# Paris Hilton's New Perfume



## MAC_Whore (Nov 27, 2006)

First off, no offense to anyone who likes this perfume.  We all know that scents are a very personal thing and what works for some doesn't work for others.  That been said........

Funny story:

Oh yak, I smelled the new Paris Hilton perfume in a magazine the other day.  Blleeaa!

I then held the scent card up to my husband's nose.  He said the same thing, "bllleaa".  Then he asked what it was and I told him it was Paris Hilton's new perfume.  He said, "So that's what a loss of dignity and no self-respect smells like." 

Hee heee heee


----------



## little teaser (Nov 27, 2006)

i smelled one of her purfume i forget the name  it didnt smell good to me so im not surprise the new one doesnt either


----------



## redambition (Nov 27, 2006)

eau de skanque?


----------



## MAC_Whore (Nov 27, 2006)

Quote:

   Originally Posted by *redambition* 

 
_





eau de skanque? 
	

	
	
		
		

		
		
	


	


_

 
Wow, you make skankiness sound so chic when you say it like that!


----------



## jennzy (Jul 17, 2007)

a lot of ppl critize her perfumes. because paris is paris. but i bet if it were by someone else there wouldn't be so many negative reviews. and trust me i've done tests on this.
her new fragrance is called heiress. at first i thought it was way too sweet. like childish sweet. then one day at work i put it on. just a little. after it settled down and all the childish sweet was gone, it actually smelt nice and its long lasting too.


----------



## ginger9 (Jul 18, 2007)

No I don't think I'm criticizing it because it's Paris's perfume, in fact I was hoping it wouldn't disappoint. I took repeated whiffs of her perfume (hoping to find something there) - imo it's got a cheap sugary synthetically manufactured smell (much like the stuff they put in cheap makeup), there's no depth or sophistication in the scent at all. In fact it's one of the worse perfumes I have ever put my nose to.


----------



## S.S.BlackOrchid (Jul 19, 2007)

I don't like the perfume either, and it is because the scent. 

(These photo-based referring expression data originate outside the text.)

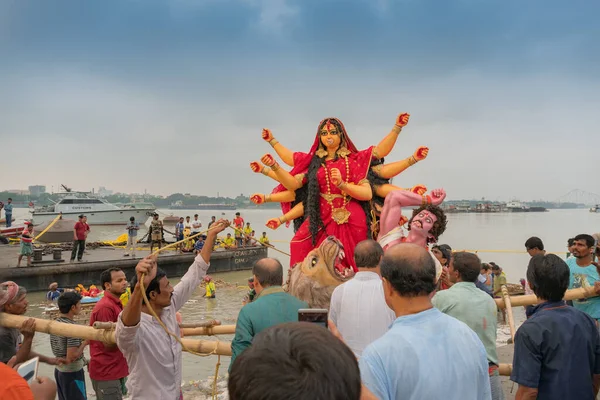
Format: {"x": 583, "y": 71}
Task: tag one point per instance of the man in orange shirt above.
{"x": 238, "y": 223}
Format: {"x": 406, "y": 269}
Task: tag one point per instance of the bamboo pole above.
{"x": 106, "y": 336}
{"x": 509, "y": 314}
{"x": 204, "y": 324}
{"x": 198, "y": 331}
{"x": 529, "y": 300}
{"x": 209, "y": 330}
{"x": 35, "y": 239}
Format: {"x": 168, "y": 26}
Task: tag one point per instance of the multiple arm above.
{"x": 73, "y": 353}
{"x": 283, "y": 152}
{"x": 387, "y": 144}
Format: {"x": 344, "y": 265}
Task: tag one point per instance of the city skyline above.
{"x": 172, "y": 95}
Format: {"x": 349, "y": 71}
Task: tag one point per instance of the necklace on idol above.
{"x": 339, "y": 215}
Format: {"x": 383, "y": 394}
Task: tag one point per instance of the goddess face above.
{"x": 423, "y": 222}
{"x": 331, "y": 137}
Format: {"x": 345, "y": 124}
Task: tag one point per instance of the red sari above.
{"x": 349, "y": 233}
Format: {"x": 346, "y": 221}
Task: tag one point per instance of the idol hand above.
{"x": 403, "y": 220}
{"x": 273, "y": 223}
{"x": 268, "y": 160}
{"x": 419, "y": 189}
{"x": 402, "y": 119}
{"x": 256, "y": 167}
{"x": 438, "y": 196}
{"x": 257, "y": 198}
{"x": 220, "y": 226}
{"x": 336, "y": 177}
{"x": 421, "y": 153}
{"x": 267, "y": 135}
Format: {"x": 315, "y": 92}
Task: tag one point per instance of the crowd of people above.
{"x": 395, "y": 331}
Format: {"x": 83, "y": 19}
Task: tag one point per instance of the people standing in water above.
{"x": 211, "y": 290}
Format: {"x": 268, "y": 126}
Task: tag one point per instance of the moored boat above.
{"x": 98, "y": 211}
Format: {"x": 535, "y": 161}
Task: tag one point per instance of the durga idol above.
{"x": 334, "y": 173}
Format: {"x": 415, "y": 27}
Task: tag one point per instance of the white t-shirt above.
{"x": 196, "y": 225}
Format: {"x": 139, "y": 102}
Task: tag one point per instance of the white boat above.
{"x": 98, "y": 211}
{"x": 516, "y": 206}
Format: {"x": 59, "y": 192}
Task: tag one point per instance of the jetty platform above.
{"x": 87, "y": 272}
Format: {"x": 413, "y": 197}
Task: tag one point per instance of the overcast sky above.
{"x": 171, "y": 95}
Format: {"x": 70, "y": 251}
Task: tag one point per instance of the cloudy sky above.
{"x": 171, "y": 95}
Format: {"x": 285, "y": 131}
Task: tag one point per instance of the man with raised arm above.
{"x": 153, "y": 356}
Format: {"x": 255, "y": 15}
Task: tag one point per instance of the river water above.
{"x": 497, "y": 237}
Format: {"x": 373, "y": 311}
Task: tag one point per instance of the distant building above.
{"x": 19, "y": 192}
{"x": 37, "y": 190}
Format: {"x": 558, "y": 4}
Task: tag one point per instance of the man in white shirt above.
{"x": 196, "y": 225}
{"x": 154, "y": 357}
{"x": 358, "y": 307}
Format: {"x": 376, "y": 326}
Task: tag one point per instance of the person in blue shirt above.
{"x": 557, "y": 349}
{"x": 8, "y": 212}
{"x": 131, "y": 228}
{"x": 54, "y": 292}
{"x": 584, "y": 273}
{"x": 199, "y": 244}
{"x": 426, "y": 354}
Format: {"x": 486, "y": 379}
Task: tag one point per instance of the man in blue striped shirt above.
{"x": 425, "y": 354}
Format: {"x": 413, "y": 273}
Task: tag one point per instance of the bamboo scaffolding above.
{"x": 529, "y": 300}
{"x": 106, "y": 336}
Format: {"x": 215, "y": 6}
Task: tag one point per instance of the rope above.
{"x": 47, "y": 228}
{"x": 256, "y": 241}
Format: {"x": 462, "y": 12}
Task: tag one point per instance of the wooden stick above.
{"x": 209, "y": 330}
{"x": 206, "y": 330}
{"x": 102, "y": 335}
{"x": 529, "y": 300}
{"x": 509, "y": 314}
{"x": 204, "y": 324}
{"x": 104, "y": 325}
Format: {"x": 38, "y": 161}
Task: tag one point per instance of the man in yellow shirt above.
{"x": 229, "y": 242}
{"x": 211, "y": 290}
{"x": 264, "y": 240}
{"x": 247, "y": 234}
{"x": 499, "y": 280}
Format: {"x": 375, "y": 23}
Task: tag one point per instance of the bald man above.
{"x": 358, "y": 307}
{"x": 423, "y": 345}
{"x": 271, "y": 306}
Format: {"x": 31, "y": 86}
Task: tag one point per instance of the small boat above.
{"x": 60, "y": 232}
{"x": 516, "y": 206}
{"x": 98, "y": 211}
{"x": 14, "y": 231}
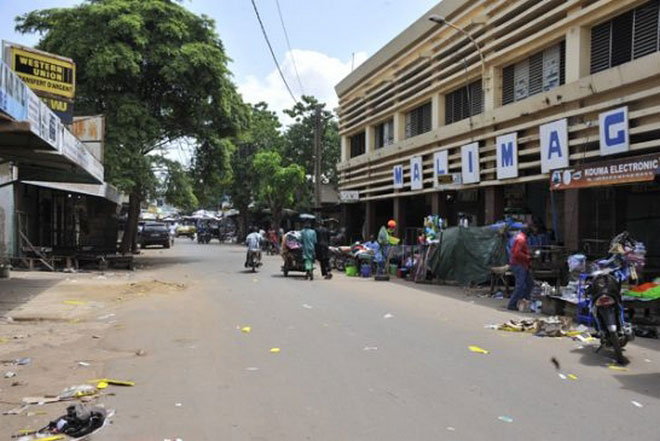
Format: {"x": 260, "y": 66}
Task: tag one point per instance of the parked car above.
{"x": 155, "y": 233}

I don't like Britney Spears at all, and I didn't like curious, but I have to admit Fantasy smelled kind of nice.


----------



## liv (Jul 22, 2007)

I haven't sniffed this new one, but I hated the other one.  I know it's petty, but the only way I would EVER purchase one of her fragrances is if I LOVED it way more than my other perfumes...and I had a pretty atomizer I could decant it in.


----------



## Weasel (Oct 27, 2007)

her first perfume smelt like kebabs so i hope this one is better


----------